Name Change, But Business As Usual

 

Also in January 2013, Financial Network Investment Corporation changed their name to Cetera Advisor Networks, LLC. This is the Registered Broker/Dealer and Registered Investment Advisor that many of our advisors are registered with in order to execute trades, or solicit investments. We view their name change as essentially a marketing change as Cetera has owned FNIC for several years as well as other B/Ds. By renaming all of these as something associated with the name Cetera, it helps with visibility in the B/D community. We don’t see this as having any effect on our work here at Adams Financial.

In The Market

Since the time of our last newsletter, the headline events of the U.S. election and fiscal cliff have come and gone and the S&P 500 has set a fresh five-year high. Returns for the S&P 500 finished 2012 with a gain of 16% including dividends, and through January of 2013, the index has returned just north of 5%.

 

Domestic economic data shows an economy that is growing, albeit slowly, as we have seen positive employment numbers, strengthening consumer confidence, and the ISM manufacturing index expanding in January.

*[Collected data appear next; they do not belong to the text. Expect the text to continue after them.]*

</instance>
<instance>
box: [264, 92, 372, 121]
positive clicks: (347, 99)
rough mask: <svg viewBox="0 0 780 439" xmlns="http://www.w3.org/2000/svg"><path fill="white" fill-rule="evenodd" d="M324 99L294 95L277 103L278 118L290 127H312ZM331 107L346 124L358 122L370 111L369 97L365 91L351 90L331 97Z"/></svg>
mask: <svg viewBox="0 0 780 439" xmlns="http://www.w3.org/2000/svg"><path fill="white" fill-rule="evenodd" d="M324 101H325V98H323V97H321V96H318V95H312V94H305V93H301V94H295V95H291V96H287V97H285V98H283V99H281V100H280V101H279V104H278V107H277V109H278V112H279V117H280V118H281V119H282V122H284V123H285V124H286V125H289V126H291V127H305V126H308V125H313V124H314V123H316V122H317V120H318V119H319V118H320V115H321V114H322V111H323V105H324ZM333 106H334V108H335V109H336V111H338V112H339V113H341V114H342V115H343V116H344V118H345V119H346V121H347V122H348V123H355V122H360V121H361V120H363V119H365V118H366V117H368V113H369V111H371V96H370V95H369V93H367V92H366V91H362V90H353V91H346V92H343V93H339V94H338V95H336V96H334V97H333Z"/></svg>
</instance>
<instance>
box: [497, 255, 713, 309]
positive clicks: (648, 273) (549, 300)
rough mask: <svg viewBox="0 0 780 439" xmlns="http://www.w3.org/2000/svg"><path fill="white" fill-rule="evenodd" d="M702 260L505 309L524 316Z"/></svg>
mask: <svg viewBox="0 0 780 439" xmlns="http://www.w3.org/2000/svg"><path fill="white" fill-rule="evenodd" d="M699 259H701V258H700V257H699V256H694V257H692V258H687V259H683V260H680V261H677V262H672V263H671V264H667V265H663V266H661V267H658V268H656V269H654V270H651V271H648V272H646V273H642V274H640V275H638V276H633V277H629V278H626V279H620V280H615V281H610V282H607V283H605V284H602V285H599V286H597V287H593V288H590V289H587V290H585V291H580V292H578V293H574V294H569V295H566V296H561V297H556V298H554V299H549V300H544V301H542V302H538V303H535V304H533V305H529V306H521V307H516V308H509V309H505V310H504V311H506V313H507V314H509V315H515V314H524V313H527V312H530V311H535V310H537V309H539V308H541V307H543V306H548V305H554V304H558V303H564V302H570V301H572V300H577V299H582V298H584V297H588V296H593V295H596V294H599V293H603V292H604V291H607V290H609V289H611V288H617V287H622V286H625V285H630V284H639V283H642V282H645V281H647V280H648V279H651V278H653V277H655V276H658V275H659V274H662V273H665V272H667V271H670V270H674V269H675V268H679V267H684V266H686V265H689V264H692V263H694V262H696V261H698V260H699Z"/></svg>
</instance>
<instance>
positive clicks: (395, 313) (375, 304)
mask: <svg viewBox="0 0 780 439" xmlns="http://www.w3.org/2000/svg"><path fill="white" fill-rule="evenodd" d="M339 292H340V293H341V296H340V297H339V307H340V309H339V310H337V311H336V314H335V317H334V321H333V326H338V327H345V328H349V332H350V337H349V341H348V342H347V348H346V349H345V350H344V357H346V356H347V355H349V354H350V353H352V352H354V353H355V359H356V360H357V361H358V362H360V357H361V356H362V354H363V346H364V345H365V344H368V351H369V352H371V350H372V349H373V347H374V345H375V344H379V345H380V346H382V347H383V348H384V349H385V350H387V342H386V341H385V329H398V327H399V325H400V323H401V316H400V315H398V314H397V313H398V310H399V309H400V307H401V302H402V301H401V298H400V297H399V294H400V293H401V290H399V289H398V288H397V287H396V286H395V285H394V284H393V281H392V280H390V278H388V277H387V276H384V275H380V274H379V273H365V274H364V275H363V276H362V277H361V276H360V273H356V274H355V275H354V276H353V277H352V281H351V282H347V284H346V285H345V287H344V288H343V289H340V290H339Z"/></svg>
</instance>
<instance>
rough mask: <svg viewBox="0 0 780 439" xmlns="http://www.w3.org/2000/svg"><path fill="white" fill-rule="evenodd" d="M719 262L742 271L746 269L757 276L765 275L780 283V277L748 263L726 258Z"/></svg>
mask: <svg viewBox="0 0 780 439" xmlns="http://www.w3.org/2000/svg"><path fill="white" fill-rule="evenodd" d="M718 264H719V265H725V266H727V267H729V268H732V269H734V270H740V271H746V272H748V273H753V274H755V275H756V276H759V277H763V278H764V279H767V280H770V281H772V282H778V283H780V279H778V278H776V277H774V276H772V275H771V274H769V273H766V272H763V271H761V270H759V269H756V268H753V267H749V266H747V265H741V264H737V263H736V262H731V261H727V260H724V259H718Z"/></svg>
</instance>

Fears from Europe have started to subside but the continents problems are far from over. Progress is being made but it will be a long, slow recovery and volatility should be expected.

 

Recently, interest rates have started to move higher, with the 10-year treasury yielding 1.98%. Finding yield in the bond market continues to be difficult but the potential for rising rates is increasing. We feel that this is a significant risk that is not accounted for by most investors.

The fiscal cliff discussion will start again in the coming weeks so the political bantering could lead to an increase in volatility. We will continue to keep you up-to-date with our views and please do not hesitate to call your advisor if you have any questions.

Jason Shore

Partner, Advisor

Do You A Time Bomb?

There is much talk these days about life insurance policies at risk to lapse? When it comes to having a sound financial plan, there are few items more important than ensuring that your loved ones will be in good financial shape should you unexpectedly pass away. However, the topic is often avoided because it elicits undesirable emotions. We don’t like to think about the death of a loved one and nobody wants to spend an evening with an insurance agent discussing life insurance. Because of these components, most people never review their life insurance policy, but it should not be something you buy and forget about. Here is one example of why you should have your policies reviewed:

 

 

We have reviewed several polices lately that were destined to lapse and the client had no idea, and even worse, did not know it was possible for them to lapse.

 

Many variable rate policies were sold in the 80’s and 90’s when interest rates on cash values were higher. These polices were designed with the assumption that those interest rates would continue. They have not. As a result, the cash value did not grow to cover the increasing cost of insurance as the insured gets older. Eventually, there is not enough cash value in the policy to pay for the cost of insurance and these policies will lapse, even though you have never missed a premium payment.

 

Bottom Line: Whatever type of insurance you have (Whole Life, Universal Life, Term, etc.), I suggest you have a periodic review of policies with your financial advisor.

 

At the very least, you should revisit your policies whenever there is a significant life event, such as the birth of a child or the purchase of a new home. We view life insurance as one of many tools available to achieve your financial goals. While it is not our primary focus, our advisors are licensed in North Carolina (and several other states).